Quanto aos soldados sauditas capturados e esfarrapados, Mohamed Al-Bukhaiti, que faz parte da ala política de Ansarallah, confirma que eles são na maioria takfiris - verdadeiros crentes que pensam ver entre seus companheiros muçulmanos legiões de apóstatas, merecedores da pena de morte - e jihadis .
Em Beirute, passei muito tempo conversando detalhadamente com Hassan Ali Al-Emad , estudioso, político e filho de um influente xeque iemenita que dominava 12 tribos. Originalmente um zaydi, Al-Emad, com a ajuda de outras fontes iemenitas, confirmou que os principais atores são de fato o movimento houthi - e não apenas a tribo houthi, que é apenas uma tribo entre muitas tribos zaydi no norte do Iêmen. A capital Sana'a foi tomada pelo movimento houthi, e não apenas pela tribo houthi.
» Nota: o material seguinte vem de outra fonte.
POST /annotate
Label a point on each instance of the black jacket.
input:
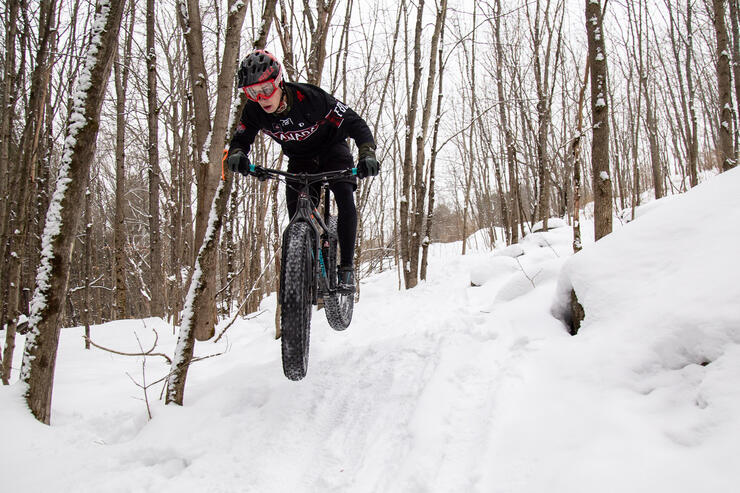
(314, 122)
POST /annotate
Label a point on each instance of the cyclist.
(312, 128)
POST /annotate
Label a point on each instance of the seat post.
(327, 204)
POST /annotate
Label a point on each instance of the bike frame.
(307, 212)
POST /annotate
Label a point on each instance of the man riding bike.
(312, 128)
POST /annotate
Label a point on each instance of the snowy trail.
(443, 388)
(399, 401)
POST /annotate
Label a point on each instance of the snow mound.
(492, 268)
(552, 223)
(661, 299)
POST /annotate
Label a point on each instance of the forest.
(491, 115)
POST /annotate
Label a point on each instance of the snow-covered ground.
(444, 388)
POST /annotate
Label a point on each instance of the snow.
(445, 387)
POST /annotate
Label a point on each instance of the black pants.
(337, 157)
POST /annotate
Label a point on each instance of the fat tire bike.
(309, 268)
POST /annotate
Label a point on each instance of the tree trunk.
(19, 224)
(156, 280)
(577, 243)
(432, 162)
(404, 218)
(513, 221)
(121, 75)
(725, 147)
(200, 303)
(602, 184)
(39, 358)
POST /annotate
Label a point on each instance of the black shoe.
(346, 284)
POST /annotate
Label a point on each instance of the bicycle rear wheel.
(338, 306)
(296, 294)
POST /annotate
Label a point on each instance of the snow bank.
(662, 316)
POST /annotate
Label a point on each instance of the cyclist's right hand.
(238, 162)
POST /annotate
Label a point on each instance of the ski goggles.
(261, 90)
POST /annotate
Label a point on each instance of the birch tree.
(39, 357)
(725, 132)
(602, 184)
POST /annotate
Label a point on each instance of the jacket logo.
(336, 115)
(293, 136)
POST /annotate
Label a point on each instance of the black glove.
(238, 162)
(367, 164)
(259, 173)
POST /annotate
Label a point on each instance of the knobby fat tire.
(295, 317)
(338, 307)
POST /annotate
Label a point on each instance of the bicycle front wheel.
(296, 293)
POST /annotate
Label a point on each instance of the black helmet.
(259, 66)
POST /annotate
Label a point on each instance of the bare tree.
(39, 357)
(156, 287)
(600, 111)
(19, 218)
(726, 148)
(199, 307)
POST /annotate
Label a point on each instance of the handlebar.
(305, 177)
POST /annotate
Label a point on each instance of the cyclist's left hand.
(367, 164)
(259, 173)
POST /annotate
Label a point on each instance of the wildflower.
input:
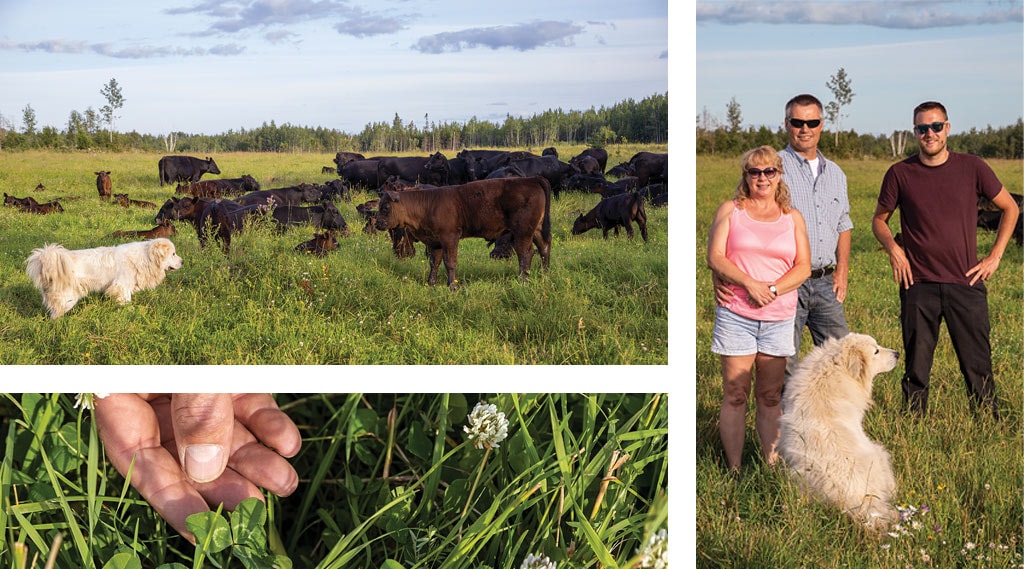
(486, 427)
(538, 562)
(655, 553)
(88, 400)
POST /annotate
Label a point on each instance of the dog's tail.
(48, 266)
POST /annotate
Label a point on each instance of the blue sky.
(207, 66)
(967, 54)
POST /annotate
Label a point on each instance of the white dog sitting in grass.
(822, 440)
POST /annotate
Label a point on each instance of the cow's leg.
(435, 260)
(524, 252)
(451, 255)
(544, 248)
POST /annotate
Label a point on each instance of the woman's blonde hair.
(762, 155)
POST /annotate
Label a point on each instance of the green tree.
(733, 116)
(111, 91)
(839, 84)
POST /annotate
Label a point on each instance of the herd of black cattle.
(500, 195)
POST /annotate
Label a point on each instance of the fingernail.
(204, 463)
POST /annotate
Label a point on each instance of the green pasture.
(601, 302)
(961, 474)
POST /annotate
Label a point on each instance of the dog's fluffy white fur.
(65, 276)
(822, 440)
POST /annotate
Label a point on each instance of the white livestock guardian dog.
(66, 276)
(822, 440)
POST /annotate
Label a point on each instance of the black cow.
(555, 171)
(480, 163)
(325, 216)
(103, 184)
(225, 218)
(413, 169)
(175, 169)
(614, 212)
(359, 173)
(487, 209)
(292, 195)
(650, 167)
(344, 158)
(220, 187)
(600, 156)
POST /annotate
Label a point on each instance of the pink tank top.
(766, 251)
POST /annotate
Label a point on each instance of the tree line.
(645, 121)
(1001, 142)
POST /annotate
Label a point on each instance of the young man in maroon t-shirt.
(936, 265)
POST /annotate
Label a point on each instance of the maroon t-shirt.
(939, 213)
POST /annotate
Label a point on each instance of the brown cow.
(610, 213)
(487, 209)
(320, 245)
(163, 229)
(103, 184)
(123, 201)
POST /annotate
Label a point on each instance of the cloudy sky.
(207, 66)
(968, 54)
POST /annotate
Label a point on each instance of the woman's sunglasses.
(936, 127)
(799, 123)
(756, 172)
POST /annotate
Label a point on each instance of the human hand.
(723, 294)
(901, 267)
(193, 450)
(984, 269)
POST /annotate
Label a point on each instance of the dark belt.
(818, 273)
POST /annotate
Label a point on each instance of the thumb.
(203, 426)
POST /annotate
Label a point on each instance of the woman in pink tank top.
(758, 248)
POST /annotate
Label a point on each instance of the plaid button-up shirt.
(821, 201)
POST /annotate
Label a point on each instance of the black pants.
(965, 309)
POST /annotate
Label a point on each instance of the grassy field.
(386, 481)
(962, 475)
(601, 302)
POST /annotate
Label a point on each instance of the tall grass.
(962, 473)
(387, 481)
(602, 301)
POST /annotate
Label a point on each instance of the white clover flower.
(655, 552)
(88, 400)
(538, 561)
(486, 426)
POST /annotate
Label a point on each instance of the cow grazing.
(163, 229)
(649, 168)
(325, 216)
(225, 218)
(320, 245)
(612, 213)
(175, 169)
(344, 158)
(291, 195)
(413, 169)
(989, 217)
(220, 187)
(103, 184)
(123, 201)
(486, 209)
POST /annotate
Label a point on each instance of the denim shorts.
(735, 335)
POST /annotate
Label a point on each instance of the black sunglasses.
(768, 172)
(936, 127)
(799, 123)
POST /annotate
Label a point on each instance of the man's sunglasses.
(756, 173)
(936, 127)
(799, 123)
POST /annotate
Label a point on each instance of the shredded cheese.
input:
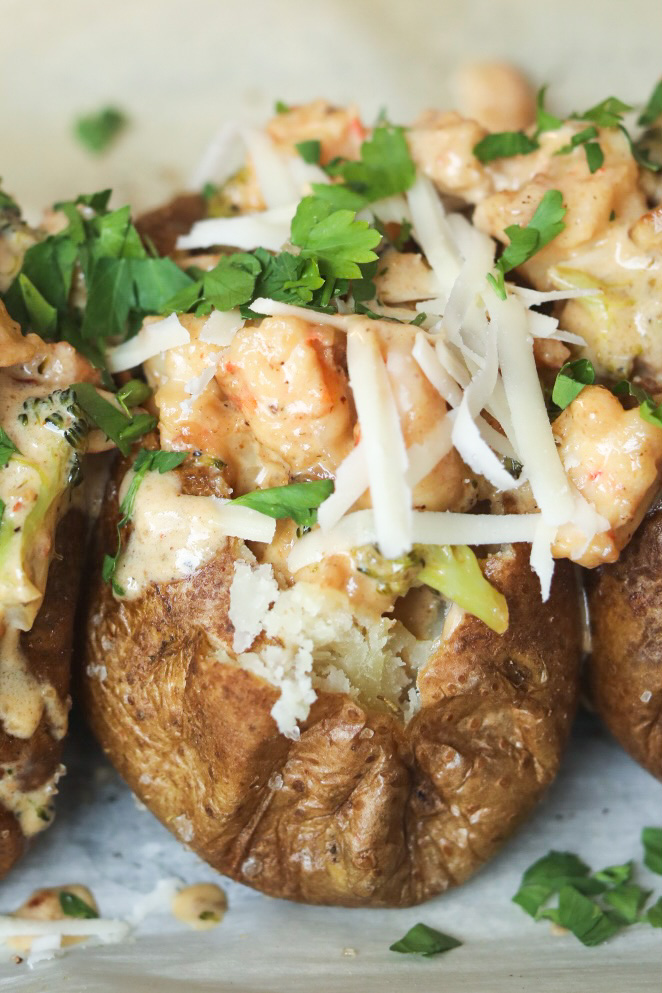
(273, 176)
(386, 455)
(274, 308)
(533, 432)
(151, 340)
(428, 527)
(432, 232)
(221, 327)
(268, 229)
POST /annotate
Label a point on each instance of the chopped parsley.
(299, 501)
(503, 145)
(592, 906)
(146, 461)
(606, 114)
(119, 426)
(546, 224)
(384, 169)
(310, 151)
(72, 906)
(97, 132)
(122, 282)
(425, 941)
(571, 380)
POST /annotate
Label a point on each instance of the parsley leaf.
(7, 448)
(146, 461)
(122, 283)
(232, 280)
(135, 392)
(309, 151)
(425, 941)
(72, 906)
(571, 380)
(115, 424)
(98, 131)
(546, 877)
(544, 120)
(385, 167)
(594, 154)
(627, 899)
(298, 501)
(504, 144)
(334, 238)
(583, 917)
(651, 839)
(648, 410)
(606, 114)
(653, 108)
(613, 875)
(546, 224)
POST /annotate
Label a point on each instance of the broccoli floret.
(51, 437)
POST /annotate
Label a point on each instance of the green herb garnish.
(310, 151)
(123, 283)
(132, 394)
(546, 224)
(146, 461)
(298, 501)
(571, 380)
(503, 145)
(118, 426)
(73, 906)
(425, 941)
(98, 131)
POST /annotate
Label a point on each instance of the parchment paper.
(596, 808)
(179, 70)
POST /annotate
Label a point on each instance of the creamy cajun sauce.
(23, 699)
(33, 808)
(202, 906)
(173, 534)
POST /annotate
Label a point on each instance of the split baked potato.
(43, 534)
(626, 661)
(361, 809)
(301, 706)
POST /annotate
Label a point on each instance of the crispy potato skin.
(47, 647)
(624, 604)
(370, 813)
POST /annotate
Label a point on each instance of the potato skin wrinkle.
(626, 664)
(340, 816)
(47, 648)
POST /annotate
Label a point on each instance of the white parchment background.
(179, 70)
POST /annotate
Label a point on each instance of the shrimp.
(450, 485)
(614, 458)
(286, 379)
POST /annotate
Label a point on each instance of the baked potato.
(349, 706)
(44, 438)
(626, 660)
(361, 809)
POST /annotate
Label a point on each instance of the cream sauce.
(23, 699)
(202, 906)
(32, 808)
(173, 534)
Isso é essencial para entender o fato de que a maior parte do norte do Iêmen já aderiu ao movimento houthi - que também passa a ser o governo do norte do Iêmen. Não é exagero projetar que o movimento houthi possa acabar unindo a esmagadora maioria do Iêmen contra a Casa de Saud.
خريطة لليمن توضح مناطق نفوذ أطراف الصراع المختلفة

O que MBZ está fazendo
Al-Emad salientou que, entre o mosaico tribal iemenita vertiginosamente complexo, o único fator unificador é a luta contra um invasor estrangeiro - e, neste caso, o bombardeiro em série, responsável desde 2015 por provocar a mais grave crise humanitária no mundo, segundo a ONU. Comentei com Al-Emad que o padrão tribal iemenita era muito parecido com o do Afeganistão. Ele gostou visivelmente da comparação.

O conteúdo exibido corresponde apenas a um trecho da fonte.